The prevalence of severe mental disorder
(schizophrenia) in East Java is 1.4% from
38,318,791 residents or about 536,464 people, while
in Surabaya 0.2% of 1,602,875 people or about
3,206 people (RISKESDAS, 2013). The results of
the assessment at Menur Mental Hospital on
February 1
st
, 2017, the top five diagnoses during the
last month were Violent Behavior (32%), Sensory
Perception Disorder: Hallucinations (29%), Self-
Care Deficit (24%), Self-Withdraw (10 %) and Low
Self-Esteem (5%).
Violent behavior is influenced by two factors:
predisposing and precipitation factors. Predisposing
factors that cause violent behavior include
psychological, socio-cultural and biological factors
(Wahyuningsih, 2009).
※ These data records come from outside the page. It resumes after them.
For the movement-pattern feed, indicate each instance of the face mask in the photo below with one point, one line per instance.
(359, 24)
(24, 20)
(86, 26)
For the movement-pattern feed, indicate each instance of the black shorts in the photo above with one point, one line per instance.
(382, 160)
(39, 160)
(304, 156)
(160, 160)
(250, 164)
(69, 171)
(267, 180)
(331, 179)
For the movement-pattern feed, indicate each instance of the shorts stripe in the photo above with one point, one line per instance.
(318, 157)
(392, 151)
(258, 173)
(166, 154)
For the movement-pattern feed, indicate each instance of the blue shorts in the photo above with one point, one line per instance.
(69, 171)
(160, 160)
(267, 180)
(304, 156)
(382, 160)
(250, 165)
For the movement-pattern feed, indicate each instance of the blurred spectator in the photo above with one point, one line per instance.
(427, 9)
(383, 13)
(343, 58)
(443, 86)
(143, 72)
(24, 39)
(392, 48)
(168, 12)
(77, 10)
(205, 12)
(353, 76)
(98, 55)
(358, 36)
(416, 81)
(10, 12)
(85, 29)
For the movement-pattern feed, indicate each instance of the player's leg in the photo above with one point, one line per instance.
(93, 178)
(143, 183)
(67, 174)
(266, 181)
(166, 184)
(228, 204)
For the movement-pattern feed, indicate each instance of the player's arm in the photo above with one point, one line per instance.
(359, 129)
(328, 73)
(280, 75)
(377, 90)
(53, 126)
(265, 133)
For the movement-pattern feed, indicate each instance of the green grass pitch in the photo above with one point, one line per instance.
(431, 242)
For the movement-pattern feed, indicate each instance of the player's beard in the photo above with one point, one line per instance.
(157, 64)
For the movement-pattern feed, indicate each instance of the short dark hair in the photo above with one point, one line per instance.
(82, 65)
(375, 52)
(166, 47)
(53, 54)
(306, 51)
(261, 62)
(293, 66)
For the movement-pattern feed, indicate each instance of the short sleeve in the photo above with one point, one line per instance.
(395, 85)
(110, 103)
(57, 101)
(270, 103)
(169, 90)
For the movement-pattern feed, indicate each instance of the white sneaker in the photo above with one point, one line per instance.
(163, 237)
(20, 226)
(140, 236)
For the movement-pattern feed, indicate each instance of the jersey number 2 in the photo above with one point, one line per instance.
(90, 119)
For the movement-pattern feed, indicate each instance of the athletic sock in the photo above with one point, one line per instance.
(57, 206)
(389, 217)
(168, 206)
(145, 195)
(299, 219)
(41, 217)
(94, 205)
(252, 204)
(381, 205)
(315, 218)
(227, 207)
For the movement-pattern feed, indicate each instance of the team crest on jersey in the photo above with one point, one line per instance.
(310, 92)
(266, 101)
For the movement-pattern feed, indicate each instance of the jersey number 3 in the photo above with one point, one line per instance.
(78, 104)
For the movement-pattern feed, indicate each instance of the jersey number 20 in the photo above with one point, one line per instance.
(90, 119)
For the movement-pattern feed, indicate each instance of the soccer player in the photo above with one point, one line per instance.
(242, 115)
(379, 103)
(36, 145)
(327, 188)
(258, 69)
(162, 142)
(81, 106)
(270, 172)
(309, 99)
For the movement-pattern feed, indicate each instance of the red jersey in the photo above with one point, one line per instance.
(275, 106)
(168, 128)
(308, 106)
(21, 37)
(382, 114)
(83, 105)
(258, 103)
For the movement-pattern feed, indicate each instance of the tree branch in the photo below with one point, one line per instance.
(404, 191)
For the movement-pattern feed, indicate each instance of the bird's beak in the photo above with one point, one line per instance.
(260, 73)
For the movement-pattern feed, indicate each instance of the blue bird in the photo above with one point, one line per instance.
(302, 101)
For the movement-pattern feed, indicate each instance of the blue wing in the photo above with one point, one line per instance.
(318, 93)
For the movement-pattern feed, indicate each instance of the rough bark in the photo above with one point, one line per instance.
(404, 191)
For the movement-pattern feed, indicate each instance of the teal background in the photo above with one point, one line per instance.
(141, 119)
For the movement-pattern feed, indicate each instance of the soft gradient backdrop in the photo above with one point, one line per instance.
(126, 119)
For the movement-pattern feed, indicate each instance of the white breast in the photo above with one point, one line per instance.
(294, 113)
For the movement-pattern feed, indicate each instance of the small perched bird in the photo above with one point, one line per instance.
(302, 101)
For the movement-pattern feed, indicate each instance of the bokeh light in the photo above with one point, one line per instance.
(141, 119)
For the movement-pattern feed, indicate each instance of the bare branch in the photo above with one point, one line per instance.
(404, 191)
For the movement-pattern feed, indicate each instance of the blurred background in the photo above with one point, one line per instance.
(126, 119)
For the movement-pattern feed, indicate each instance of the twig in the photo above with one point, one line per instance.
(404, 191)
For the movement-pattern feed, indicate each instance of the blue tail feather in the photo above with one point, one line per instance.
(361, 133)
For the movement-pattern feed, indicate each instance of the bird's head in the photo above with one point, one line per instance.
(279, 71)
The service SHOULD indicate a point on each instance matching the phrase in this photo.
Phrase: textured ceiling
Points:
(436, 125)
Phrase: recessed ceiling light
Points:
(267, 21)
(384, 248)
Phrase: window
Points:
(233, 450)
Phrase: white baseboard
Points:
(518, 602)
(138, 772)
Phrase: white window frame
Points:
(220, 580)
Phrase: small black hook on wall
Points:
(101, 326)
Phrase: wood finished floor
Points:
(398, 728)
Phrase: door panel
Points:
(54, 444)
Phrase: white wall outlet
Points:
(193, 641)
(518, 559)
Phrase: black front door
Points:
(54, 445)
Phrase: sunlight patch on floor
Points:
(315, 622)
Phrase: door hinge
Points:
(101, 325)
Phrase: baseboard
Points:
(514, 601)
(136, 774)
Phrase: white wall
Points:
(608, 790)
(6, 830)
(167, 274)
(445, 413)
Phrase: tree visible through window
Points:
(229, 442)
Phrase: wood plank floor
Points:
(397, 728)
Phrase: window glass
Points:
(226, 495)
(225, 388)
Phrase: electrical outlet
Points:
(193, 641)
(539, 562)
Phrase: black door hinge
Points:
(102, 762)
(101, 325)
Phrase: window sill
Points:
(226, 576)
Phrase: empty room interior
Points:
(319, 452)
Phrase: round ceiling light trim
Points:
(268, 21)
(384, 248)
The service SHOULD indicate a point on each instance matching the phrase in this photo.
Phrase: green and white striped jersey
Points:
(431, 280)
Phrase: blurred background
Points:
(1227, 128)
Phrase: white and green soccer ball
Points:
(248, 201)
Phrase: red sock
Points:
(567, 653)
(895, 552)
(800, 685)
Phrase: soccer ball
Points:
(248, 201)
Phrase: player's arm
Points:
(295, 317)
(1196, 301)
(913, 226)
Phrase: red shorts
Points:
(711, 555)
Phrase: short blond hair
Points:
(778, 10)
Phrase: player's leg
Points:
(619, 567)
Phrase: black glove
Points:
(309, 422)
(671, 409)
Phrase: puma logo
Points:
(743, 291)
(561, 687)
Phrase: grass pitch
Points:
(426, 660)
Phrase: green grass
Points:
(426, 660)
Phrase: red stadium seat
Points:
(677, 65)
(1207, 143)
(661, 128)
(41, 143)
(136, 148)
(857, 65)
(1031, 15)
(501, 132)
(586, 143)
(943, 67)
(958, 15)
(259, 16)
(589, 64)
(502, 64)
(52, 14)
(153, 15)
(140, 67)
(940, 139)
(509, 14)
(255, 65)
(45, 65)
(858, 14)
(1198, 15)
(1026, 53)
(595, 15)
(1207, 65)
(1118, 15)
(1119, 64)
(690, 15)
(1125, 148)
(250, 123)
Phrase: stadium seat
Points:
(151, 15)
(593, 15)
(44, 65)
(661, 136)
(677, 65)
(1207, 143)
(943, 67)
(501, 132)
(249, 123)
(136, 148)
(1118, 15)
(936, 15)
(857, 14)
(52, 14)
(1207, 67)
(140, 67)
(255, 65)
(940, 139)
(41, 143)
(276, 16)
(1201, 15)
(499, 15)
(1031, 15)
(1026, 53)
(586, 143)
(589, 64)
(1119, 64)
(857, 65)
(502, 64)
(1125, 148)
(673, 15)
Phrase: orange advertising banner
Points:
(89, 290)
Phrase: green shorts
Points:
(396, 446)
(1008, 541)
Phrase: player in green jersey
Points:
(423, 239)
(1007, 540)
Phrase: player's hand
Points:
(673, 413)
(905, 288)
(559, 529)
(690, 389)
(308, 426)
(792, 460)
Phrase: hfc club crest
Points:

Psychological factors
include loss, failure that can lead to frustration,
strengthening and support for violent behavior.
Socio-cultural factors are related to the norms about
which angry expression is acceptable or
unacceptable, so it will determine how individuals
express their anger. Biological factors are caused by
disorders of the limbic system, the frontal lobes,
hypothalamus and neurotransmitters. Changes in the
limbic system will lead to an increase or decrease in
the risk of violent behavior. Frontal lobe damage
results in impaired decision making, impairment of
judgment, inappropriate behavior and aggression.
The hypothalamus produces dopamine, where
excessive dopamine will result in anxious and
aggressive behavior. Neurotransmitters can facilitate
or inhibit aggressive impulses (Stuart & Laraia,
2012).
Precipitation factor that causes violent behavior
is divided into two namely internal factors and
external factors. Internal factors include physical
weakness, despair, helplessness and lack of
confidence. While being included in external factors
is the commotion, loss of valuable people or objects
and social interaction conflicts (Yosep, 2011).
Several therapies that have been used to establish
schizophrenia patients in controlling violent
behavior include Behavior Therapy (BT), Cognitive
Behavior Therapy (CBT), Logo Therapy, Reality
Therapy, Family Psycho Education, Rational
Emotive Behavior Therapy (REBT), Assertive
Training Therapy (AT), Music Therapy and
Acceptance Commitment Therapy (ACT) both done
personally and interpersonally in groups
(Sudiatmika, 2011, Hidayati, 2012, Aini, 2011).
Assertive exercise is a therapy in which the patient
learns to express feelings of anger appropriately and
assertively so that the patient is able to state what he
wants (Corey, 2009). Violent behavior patients can
also be taught to create acceptance, attention and
more openness in developing their capabilities. One
of the therapies that can be given to create
acceptance and commitment is Acceptance
Commitment Therapy (ACT). Handling of violent
behavior patients needs support from various parties
from both the patient's family and the patient's
environment. The family has an important role to
participate in the healing process as it is a major
supporter in caring for mental patients (Suhita,
2017). A family situation that provides emotional
support will help the patient to achieve optimum
healing (Yusuf, 2015a). Group support is also
needed to help patients behave adaptively in dealing
with the problem (Varcarolis, 2010, Stuart & Laraia,
2012).
In this study the authors integrate Assertive
Therapy (AT) and Acceptance Commitment
Therapy (ACT) into Assertive Acceptance
Commitment Therapy (AACT). Assertive therapy is
not enough because assertive behavior without any
commitment to maintain adaptive behavior, the
patient can perform repeated acts of violent
behavior. This is because patients are not taught how
to accept situations that cause anger and are
committed to maintaining their adaptive behavior.
Patients given Acceptance and Commitment
Therapy (ACT) will have acceptance and
commitment to maintain adaptive behavior, but they
have no knowledge of how to act assertively to vent
their anger. This study aims to analyze the effect of
AACT on the violent behavior of schizophrenic
patients.
2 METHODS
This study was designed with experimental research
(pre-post test control group design), with the aim to
prove the effect of AACT on the violent behavior of
schizophrenic patients. The population of this study
was patients with violent behavior problems at
Inpatient Menur Mental Hospital Surabaya. Sample
criteria: male patient, age 25 - 55 years old, medical
diagnosis schizophrenia, non-destructive aggressive
action with score RUFA III with score 21 - 30 and
patients have received minimal 1
st
implementation
strategy of generalist therapy (establishing
relationship of trust, identification causes of feelings
of anger, signs and symptoms perceived, violent
behavior, consequences and 1
st
physical control), no
severe physical illness that accompanies, the patient
can communicate verbally, can write and read.